Ennuyé, Rav Levi décréta : «Nous allons finir la lecture de la Torah puisque nous avons déjà commencé mais Michael ne pourra pas réciter le Kaddich pour sa mère!»
– Comment ? Ma mère qui a travaillé seize heures par jour pour payer mes études d’avocat ? Je dois réciter le Kaddich pour elle ! s’emporta Michael Fein.
– Alors, si c’est important pour vous, allez à la recherche de notre dixième homme et excusez-vous ! Peut-être acceptera-t-il de revenir !
Michael Fein avait sa fierté : il dirigeait la plus grande firme d’avocats dans la région. Il n’avait à s’excuser auprès de personne.
– Monsieur le rabbin ! Ce serait mieux si vous alliez vous excuser !
– Mais Michael ! Ce n’est pas moi qui ai interpellé Moché Ben Aharon, ce n’est pas moi qui ai utilisé le mot Mechouga !
Michael Fein dut réfléchir rapidement : si quelqu’un n’allait pas rapidement s’excuser auprès de Moché Ben Aharon, il ne pourrait pas réciter le Kaddich pour sa mère ! Et s’il s’agissait de sa mère, Michael Fein était prêt à tout, même à s’excuser auprès d’un père Mechouga qui gâtait son adorable petite fille tout aussi Mechouga qui rendait toute l’assemblée Mechouga.

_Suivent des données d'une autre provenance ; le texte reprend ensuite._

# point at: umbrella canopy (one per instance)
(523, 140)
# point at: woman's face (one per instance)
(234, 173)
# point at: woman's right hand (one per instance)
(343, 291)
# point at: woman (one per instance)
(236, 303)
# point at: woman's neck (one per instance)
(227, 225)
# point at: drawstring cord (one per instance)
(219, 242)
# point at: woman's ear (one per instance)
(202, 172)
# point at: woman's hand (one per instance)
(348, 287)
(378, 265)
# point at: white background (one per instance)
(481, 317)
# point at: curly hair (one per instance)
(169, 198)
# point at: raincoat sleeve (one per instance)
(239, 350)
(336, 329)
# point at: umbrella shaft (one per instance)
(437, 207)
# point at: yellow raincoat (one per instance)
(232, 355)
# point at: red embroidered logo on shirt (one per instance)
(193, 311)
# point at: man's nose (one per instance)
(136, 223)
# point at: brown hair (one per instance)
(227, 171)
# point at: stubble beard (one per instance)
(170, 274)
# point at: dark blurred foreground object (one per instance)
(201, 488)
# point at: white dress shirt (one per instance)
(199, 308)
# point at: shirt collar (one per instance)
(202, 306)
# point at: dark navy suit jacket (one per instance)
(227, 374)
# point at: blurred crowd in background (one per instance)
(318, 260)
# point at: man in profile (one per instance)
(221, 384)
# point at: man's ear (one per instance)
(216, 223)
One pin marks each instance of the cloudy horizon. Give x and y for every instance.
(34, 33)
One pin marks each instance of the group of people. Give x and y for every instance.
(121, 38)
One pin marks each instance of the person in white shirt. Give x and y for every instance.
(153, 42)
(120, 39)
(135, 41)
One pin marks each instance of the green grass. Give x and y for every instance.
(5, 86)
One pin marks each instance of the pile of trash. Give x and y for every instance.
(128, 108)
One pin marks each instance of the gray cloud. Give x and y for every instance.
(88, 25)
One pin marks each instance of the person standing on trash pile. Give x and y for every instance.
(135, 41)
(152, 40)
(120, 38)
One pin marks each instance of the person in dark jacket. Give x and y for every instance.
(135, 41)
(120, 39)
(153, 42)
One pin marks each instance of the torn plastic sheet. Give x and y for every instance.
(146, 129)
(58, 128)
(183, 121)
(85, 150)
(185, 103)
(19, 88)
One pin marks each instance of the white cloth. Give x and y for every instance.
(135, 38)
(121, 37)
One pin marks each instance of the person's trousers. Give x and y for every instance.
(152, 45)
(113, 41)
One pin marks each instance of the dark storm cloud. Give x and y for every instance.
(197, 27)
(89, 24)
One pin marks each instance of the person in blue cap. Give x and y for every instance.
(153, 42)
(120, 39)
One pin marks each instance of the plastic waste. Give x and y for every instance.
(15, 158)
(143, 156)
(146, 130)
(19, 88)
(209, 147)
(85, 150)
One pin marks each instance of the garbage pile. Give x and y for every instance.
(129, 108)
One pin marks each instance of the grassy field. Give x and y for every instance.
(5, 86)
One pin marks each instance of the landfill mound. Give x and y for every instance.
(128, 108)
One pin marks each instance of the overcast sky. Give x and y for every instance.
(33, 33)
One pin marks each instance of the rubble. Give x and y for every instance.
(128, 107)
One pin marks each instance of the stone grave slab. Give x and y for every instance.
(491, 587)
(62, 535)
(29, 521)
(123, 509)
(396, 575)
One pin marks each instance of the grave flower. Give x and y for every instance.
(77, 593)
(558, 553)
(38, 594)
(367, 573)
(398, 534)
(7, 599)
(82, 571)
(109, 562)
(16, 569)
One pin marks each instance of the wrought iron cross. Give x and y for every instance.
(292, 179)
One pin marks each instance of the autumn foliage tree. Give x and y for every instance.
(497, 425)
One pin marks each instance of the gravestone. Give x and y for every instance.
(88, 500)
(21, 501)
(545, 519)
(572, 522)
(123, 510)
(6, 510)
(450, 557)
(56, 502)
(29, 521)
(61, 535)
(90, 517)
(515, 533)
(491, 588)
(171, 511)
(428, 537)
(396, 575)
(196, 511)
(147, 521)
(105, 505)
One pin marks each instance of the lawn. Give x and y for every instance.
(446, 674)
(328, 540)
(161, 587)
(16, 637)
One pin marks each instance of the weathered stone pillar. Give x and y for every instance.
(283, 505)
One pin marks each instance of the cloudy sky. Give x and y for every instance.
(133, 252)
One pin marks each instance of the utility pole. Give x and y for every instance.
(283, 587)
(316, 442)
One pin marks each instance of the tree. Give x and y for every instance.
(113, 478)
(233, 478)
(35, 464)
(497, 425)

Après la lecture de la Torah, Michael Fein prit une longue inspiration, enleva son Talit (châle de prière) et sortit.
Cinq minutes, dix minutes, vingt minutes, les autres fidèles s’impatientaient, Rav Levi suppliait chacun de rester même si certains grognaient que Michael Fein ne s’était jamais déplacé quand eux-mêmes devaient réciter le Kaddich pour leurs parents disparus…
A exactement midi, à l’heure où le Minyane aurait dû s’achever, Michael Fein revint, portant Mindy sur ses épaules, suivi de Moché Ben Aharon. Michael Fein babillait avec Mindy, parlait d’un petit train qui faisait Tchou Tchou et d’oiseaux qui pépiaient…
Puis il rendit Mindy à son père, remit son Talit et regarda Rav Levi.
– D’accord ? Nous sommes bien dix maintenant ! Je peux réciter le Kaddich pour ma chère Maman !
C’est alors que Rav Levi comprit que ceux qui avaient institué les règles du Minyane tant de siècles auparavant avaient sûrement été très sages. Grâce à ces lois, tout Juif qui participait à un Minyane, qu’il soit riche ou pauvre, avocat ou SDF, devenait un ami bienvenu.
Et quand il vous manque un dixième, cela rend chaque dixième – quel qu’il soit – votre meilleur ami, même s’il est un peu Mechouga, lui ou son enfant et même s’ils rendent tous les autres Mechouga.